Invariants honored: append-only AuditLog (writer role DENY UPDATE/DELETE
from M1); audit-failure-never-aborts-script (three-layer fail-safe
preserved); central singleton supervisor=Resume; idempotent at central
on EventId (M2 race-fix from Bundle A) + monotonic at central on
TrackedOperationId. infra/* never touched on any branch commit
(verified empty via 'git log main..feature/audit-log-m3-cached-operations -- infra/').
Site->central gRPC client still NoOpSiteStreamAuditClient in production
until M6; cached telemetry rows accumulate at site as Pending in
production.
Bundle E left a gap in ExternalSystem.CachedCall: when the underlying HTTP
call succeeds immediately (WasBuffered=false), the store-and-forward retry
loop is never engaged and the ICachedCallLifecycleObserver hook never
fires. As a result Tracking.Status(id) would stay in Submitted forever and
the audit log would be missing the Attempted + CachedResolve pair the M3
contract requires.
Fix: capture the ExternalCallResult returned by IExternalSystemClient.
CachedCallAsync.

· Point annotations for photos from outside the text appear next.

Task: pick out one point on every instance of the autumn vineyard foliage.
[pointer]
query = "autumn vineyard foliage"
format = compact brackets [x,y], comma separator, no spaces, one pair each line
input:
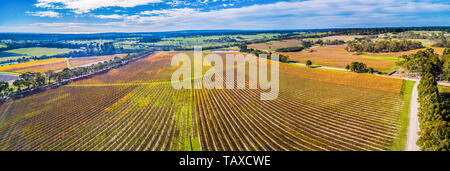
[134,107]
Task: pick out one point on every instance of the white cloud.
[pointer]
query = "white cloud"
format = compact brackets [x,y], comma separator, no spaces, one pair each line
[171,12]
[282,15]
[113,16]
[45,14]
[85,6]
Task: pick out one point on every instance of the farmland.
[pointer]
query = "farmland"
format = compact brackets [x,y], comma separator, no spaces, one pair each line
[39,51]
[36,66]
[337,56]
[55,63]
[92,59]
[135,108]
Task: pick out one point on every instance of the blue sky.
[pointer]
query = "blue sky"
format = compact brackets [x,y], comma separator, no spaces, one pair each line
[89,16]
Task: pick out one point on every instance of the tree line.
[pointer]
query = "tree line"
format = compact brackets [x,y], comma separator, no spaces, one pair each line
[30,81]
[256,52]
[382,46]
[434,111]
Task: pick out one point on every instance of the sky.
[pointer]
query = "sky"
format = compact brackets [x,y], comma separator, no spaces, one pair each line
[94,16]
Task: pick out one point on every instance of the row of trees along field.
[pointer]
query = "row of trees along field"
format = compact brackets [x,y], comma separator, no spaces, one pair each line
[382,46]
[32,80]
[434,110]
[360,67]
[305,44]
[440,38]
[256,52]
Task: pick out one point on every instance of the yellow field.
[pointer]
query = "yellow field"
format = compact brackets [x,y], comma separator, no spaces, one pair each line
[36,66]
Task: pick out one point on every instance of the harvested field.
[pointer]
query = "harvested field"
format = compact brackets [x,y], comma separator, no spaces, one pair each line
[337,56]
[36,66]
[54,64]
[315,110]
[275,44]
[92,59]
[437,50]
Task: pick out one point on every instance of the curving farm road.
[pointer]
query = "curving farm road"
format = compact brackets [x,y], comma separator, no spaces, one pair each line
[413,130]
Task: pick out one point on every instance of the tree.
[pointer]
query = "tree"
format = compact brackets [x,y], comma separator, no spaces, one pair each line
[446,65]
[358,67]
[50,74]
[3,87]
[18,83]
[421,62]
[308,63]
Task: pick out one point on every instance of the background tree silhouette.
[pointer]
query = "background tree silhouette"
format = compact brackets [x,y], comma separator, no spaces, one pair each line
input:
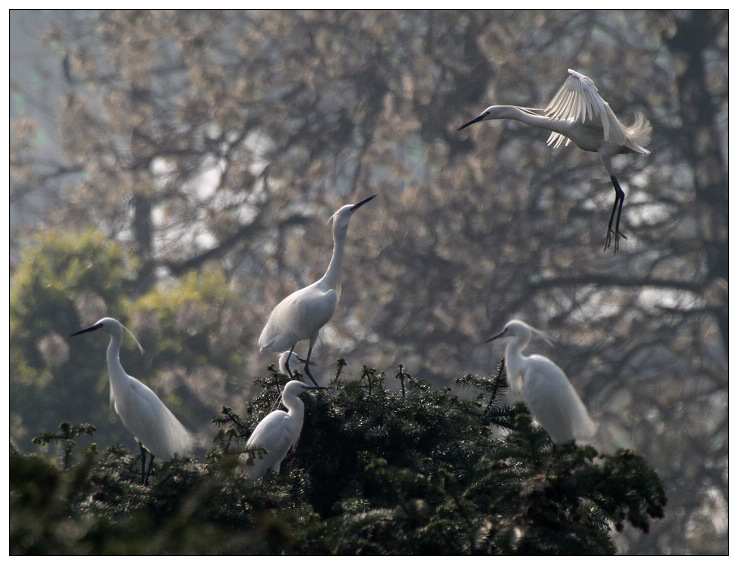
[208,149]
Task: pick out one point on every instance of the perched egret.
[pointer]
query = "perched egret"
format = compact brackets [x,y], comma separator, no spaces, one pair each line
[292,357]
[301,315]
[155,428]
[278,432]
[577,113]
[544,387]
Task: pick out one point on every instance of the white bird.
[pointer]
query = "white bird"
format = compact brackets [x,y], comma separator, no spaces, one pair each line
[293,358]
[544,387]
[152,424]
[301,315]
[577,113]
[278,432]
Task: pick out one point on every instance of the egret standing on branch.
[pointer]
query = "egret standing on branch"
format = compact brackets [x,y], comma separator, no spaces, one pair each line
[544,387]
[301,315]
[291,357]
[278,432]
[155,428]
[577,113]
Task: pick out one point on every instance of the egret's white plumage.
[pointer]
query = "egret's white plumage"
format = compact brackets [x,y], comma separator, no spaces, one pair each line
[292,357]
[278,432]
[544,388]
[578,113]
[143,414]
[301,315]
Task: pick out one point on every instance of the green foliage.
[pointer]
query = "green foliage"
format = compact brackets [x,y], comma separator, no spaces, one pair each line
[191,330]
[62,276]
[410,471]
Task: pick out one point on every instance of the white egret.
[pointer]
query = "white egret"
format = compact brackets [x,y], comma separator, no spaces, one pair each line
[577,113]
[292,357]
[278,432]
[301,315]
[152,424]
[544,387]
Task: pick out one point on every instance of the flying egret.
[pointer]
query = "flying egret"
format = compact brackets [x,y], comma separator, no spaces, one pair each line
[544,387]
[278,432]
[577,113]
[301,315]
[155,428]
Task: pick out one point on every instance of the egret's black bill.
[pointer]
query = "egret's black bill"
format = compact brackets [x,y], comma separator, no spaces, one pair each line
[358,205]
[90,329]
[474,121]
[499,335]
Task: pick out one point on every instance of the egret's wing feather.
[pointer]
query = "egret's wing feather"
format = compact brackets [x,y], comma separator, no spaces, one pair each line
[298,317]
[578,99]
[151,422]
[274,433]
[553,401]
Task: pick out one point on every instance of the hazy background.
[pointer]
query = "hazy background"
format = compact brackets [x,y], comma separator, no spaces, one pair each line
[176,170]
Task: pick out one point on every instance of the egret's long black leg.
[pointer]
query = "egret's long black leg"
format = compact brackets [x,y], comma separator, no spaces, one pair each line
[287,362]
[617,205]
[143,463]
[307,366]
[151,462]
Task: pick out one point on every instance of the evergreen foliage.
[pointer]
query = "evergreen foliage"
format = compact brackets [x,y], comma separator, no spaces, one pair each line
[408,471]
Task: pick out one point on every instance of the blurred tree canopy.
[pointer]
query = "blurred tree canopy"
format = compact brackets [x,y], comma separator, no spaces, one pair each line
[198,156]
[376,472]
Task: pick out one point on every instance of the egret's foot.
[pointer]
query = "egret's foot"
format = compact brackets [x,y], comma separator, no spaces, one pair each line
[608,239]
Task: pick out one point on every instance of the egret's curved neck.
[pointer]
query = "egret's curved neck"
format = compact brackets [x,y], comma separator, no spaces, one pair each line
[527,116]
[296,410]
[332,277]
[515,359]
[117,374]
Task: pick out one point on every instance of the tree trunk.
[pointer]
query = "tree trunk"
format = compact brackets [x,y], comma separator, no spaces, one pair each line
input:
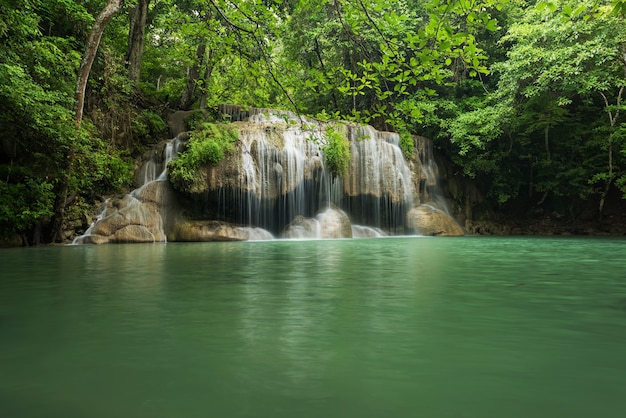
[205,82]
[93,42]
[193,75]
[136,34]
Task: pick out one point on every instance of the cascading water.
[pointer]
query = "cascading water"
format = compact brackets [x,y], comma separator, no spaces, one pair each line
[138,216]
[276,184]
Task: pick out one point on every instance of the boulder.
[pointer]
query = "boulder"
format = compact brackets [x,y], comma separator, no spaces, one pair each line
[204,231]
[428,220]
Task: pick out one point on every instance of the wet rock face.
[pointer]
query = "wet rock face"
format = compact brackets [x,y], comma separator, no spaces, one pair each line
[140,217]
[428,220]
[205,231]
[276,181]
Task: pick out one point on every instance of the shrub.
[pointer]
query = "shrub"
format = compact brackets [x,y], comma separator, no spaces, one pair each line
[208,144]
[336,152]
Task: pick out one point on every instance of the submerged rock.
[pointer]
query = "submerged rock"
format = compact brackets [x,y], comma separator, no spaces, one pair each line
[428,220]
[330,223]
[206,231]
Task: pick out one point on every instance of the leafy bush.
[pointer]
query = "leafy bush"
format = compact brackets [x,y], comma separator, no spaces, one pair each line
[336,152]
[207,145]
[406,144]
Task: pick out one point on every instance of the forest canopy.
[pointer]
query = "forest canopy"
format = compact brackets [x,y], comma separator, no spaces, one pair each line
[524,97]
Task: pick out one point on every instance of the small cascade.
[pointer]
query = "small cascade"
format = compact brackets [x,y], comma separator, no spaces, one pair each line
[430,190]
[276,184]
[136,217]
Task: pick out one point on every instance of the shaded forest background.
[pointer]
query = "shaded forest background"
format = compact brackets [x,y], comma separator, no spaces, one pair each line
[522,98]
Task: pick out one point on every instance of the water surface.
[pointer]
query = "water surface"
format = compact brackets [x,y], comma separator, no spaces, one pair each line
[394,327]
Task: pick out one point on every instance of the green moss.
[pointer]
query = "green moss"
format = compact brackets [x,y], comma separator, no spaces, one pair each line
[336,152]
[406,144]
[207,145]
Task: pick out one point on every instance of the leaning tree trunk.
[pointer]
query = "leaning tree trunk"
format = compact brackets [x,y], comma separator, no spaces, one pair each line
[193,76]
[613,122]
[136,35]
[93,42]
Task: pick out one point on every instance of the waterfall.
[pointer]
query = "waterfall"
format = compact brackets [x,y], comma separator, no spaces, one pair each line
[138,216]
[276,184]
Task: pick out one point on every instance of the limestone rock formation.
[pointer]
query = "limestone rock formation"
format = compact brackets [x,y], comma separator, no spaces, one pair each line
[428,220]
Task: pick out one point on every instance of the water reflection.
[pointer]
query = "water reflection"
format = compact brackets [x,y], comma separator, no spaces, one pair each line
[388,327]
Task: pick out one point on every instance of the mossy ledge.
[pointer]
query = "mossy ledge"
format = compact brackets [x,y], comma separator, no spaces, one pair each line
[208,144]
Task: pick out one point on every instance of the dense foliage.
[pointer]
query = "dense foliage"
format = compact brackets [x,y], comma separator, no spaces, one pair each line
[525,97]
[336,148]
[207,144]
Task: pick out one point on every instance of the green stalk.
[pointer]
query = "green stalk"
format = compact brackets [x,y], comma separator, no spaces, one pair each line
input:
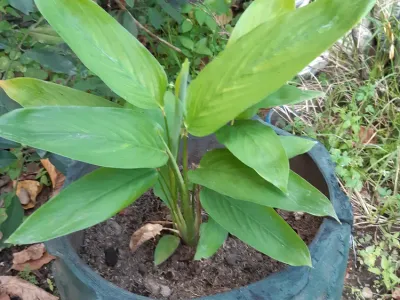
[191,236]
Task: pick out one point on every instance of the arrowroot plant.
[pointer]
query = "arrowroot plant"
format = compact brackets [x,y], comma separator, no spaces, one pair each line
[137,145]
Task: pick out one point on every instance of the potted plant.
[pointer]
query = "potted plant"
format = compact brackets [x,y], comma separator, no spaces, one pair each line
[137,144]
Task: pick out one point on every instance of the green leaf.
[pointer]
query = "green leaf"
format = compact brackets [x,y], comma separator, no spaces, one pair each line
[165,248]
[258,226]
[45,35]
[221,171]
[201,47]
[155,17]
[86,202]
[174,114]
[182,82]
[30,92]
[259,147]
[129,23]
[212,237]
[26,6]
[296,145]
[36,73]
[256,66]
[122,62]
[200,16]
[257,13]
[211,23]
[170,10]
[286,95]
[52,61]
[186,42]
[108,137]
[6,158]
[15,214]
[186,26]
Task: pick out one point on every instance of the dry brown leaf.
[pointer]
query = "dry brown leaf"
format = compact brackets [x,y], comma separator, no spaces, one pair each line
[31,253]
[144,234]
[16,287]
[33,265]
[224,19]
[33,188]
[368,136]
[56,177]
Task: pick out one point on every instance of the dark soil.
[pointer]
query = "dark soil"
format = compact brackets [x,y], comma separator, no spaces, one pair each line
[106,250]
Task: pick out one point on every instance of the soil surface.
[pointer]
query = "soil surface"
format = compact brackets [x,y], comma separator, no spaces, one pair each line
[106,250]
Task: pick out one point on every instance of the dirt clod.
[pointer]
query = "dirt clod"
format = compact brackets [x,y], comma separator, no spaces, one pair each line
[234,265]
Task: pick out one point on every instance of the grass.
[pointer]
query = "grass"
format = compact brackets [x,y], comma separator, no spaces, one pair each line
[359,123]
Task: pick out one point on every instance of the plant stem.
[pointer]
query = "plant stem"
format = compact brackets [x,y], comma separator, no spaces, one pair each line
[190,237]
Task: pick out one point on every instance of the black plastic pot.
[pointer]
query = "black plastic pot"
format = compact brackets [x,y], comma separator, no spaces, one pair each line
[329,250]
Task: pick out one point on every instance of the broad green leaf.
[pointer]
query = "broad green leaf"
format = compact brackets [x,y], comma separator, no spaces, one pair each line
[30,92]
[86,202]
[174,114]
[45,35]
[53,61]
[296,145]
[165,248]
[258,226]
[260,11]
[108,50]
[286,95]
[182,82]
[26,6]
[221,171]
[259,147]
[108,137]
[212,237]
[263,60]
[15,214]
[6,158]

When WasBuffered=false, emit the two missing telemetry
packets from the helper itself:
- ApiCallCached / Attempted (per-attempt mechanics row, HttpStatus +
ErrorMessage extracted via the same regex
the synchronous Call() audit row uses)
- CachedResolve / Delivered on Success, or
- CachedResolve / Failed on Success=false (immediate permanent
failure or transient failure without S&F).
The terminal CachedResolve row carries TerminalAtUtc so SiteCallAudit can
recognise the row as eligible for purge.
The WasBuffered=true path is unaffected — the S&F retry loop owns the
Attempted + Resolve emissions there via the CachedCallLifecycleBridge.
Database.CachedWrite is unaffected too because IDatabaseGateway.
CachedWriteAsync always enqueues into S&F (no immediate-success path).
Both new emissions are best-effort: a throwing forwarder is logged and
swallowed (alog.md §7) and each row is independently try/catch-wrapped so
a single fault cannot drop both halves of the terminal pair.
Tests in ExternalSystemCachedCallEmissionTests:
- CachedCall_ImmediateSuccess_EmitsAttemptedAndCachedResolve
- CachedCall_ImmediateFailure_EmitsAttemptedAndCachedResolveFailed
- CachedCall_BufferedPath_DoesNotEmitTerminalTelemetryFromHelper
Full suite: 244 SiteRuntime tests (3 new), 200 Host tests, all green.